義母は病床に伏すことも多かったのですが、そんなときも義父が代わりに電話をくれていました。私たちは自発的に義父がしていると思っていたのですが、じつは義母が義父に「今日はあの子の誕生日だから電話しておいて」と頼んでいたからできていたことだったそう。

彼女がいなくなった今、義父は記念日や誕生日を覚えるのが苦手らしく、電話はかかってこなくなりました。最近、子どもたちは「おじいちゃん、忘れたの? 今日は〇〇の誕生日だよ」と電話をかけて教えるそうです。

義母が大切にしていた、記念日や誕生日だけが書き込まれていて毎年使える「永久カレンダー」はこうやって役に立っていたのだと思いました。

クリスマス前のプレゼントと歓迎の手づくりお菓子

お菓子

義母が亡くなってから、クリスマス前のプレゼントの習慣もなくなりました。

キリスト教信者だった義母はとてもクリスマスを大切にしていたので、1か月前くらいになると、小さなプレゼントがたくさんつまった小包を送ってくれました。クリスマスを待つ間のワクワクを伝えるためです。
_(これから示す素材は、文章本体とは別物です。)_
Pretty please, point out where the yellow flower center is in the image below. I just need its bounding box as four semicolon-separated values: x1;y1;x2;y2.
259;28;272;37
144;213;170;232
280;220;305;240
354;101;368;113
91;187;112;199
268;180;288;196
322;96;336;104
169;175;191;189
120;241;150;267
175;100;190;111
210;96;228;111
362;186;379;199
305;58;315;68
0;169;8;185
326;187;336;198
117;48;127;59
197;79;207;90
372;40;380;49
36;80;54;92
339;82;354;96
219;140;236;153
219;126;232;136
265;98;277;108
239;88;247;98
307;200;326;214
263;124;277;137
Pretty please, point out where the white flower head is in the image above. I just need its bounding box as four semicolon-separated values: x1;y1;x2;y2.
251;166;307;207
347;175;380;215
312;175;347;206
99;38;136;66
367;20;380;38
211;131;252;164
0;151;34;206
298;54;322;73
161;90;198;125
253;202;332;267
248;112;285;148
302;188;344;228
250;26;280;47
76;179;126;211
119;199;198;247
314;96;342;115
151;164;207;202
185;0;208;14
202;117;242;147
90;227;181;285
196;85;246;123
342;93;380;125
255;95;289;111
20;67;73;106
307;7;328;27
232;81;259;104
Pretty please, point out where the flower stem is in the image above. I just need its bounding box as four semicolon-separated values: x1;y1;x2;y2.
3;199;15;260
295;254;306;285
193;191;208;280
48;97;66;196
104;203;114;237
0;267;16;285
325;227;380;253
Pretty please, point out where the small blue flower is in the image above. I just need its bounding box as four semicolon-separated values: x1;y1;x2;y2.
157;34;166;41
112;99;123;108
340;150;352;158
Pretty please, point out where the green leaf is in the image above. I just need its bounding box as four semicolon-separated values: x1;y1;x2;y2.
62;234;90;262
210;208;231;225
そこに入っている小さな本を読んだり、お菓子などをいただきながら「今年もクリスマスがやってくる」と感じたものです。

●手づくりのお菓子が懐かしい

そしてもう1つ、この夏フランスに帰省して寂しかったことは、再会を喜び、歓迎の気持ちを込めてつくってくれていたお菓子がなくなったこと。ぜいたくですが、フランス人のお母さんやおばあちゃんは、久しぶりに子どもや孫が帰省するとき、みんなが大好きなお菓子を焼いて待っていてくれることがよくあります。

再会して挨拶が済んだら、荷物を置いてイスに腰かけ、まずはお茶やコーヒーとお母さんのお菓子でホッとする、というのが習慣でした。

ですから、義父がにっこり迎えてくれたのはもちろんうれしかったのですが、灯りがついていないキッチンと、オーブンからおいしそうなお菓子のにおいがしてこない家は、まるで眠っているように感じました。家の中の太陽がなくなったようでした。

なくなってから気づかされるさりげない心遣い

こうしてみると、本当に些細な心遣いばかりなのですが、その1つ1つを義母は忘れないで行っていたのですね。それは家族のことを常に考えているからなのでしょう。

当然だと思っていたものがなくなって、やっとその大切さに気づかされています。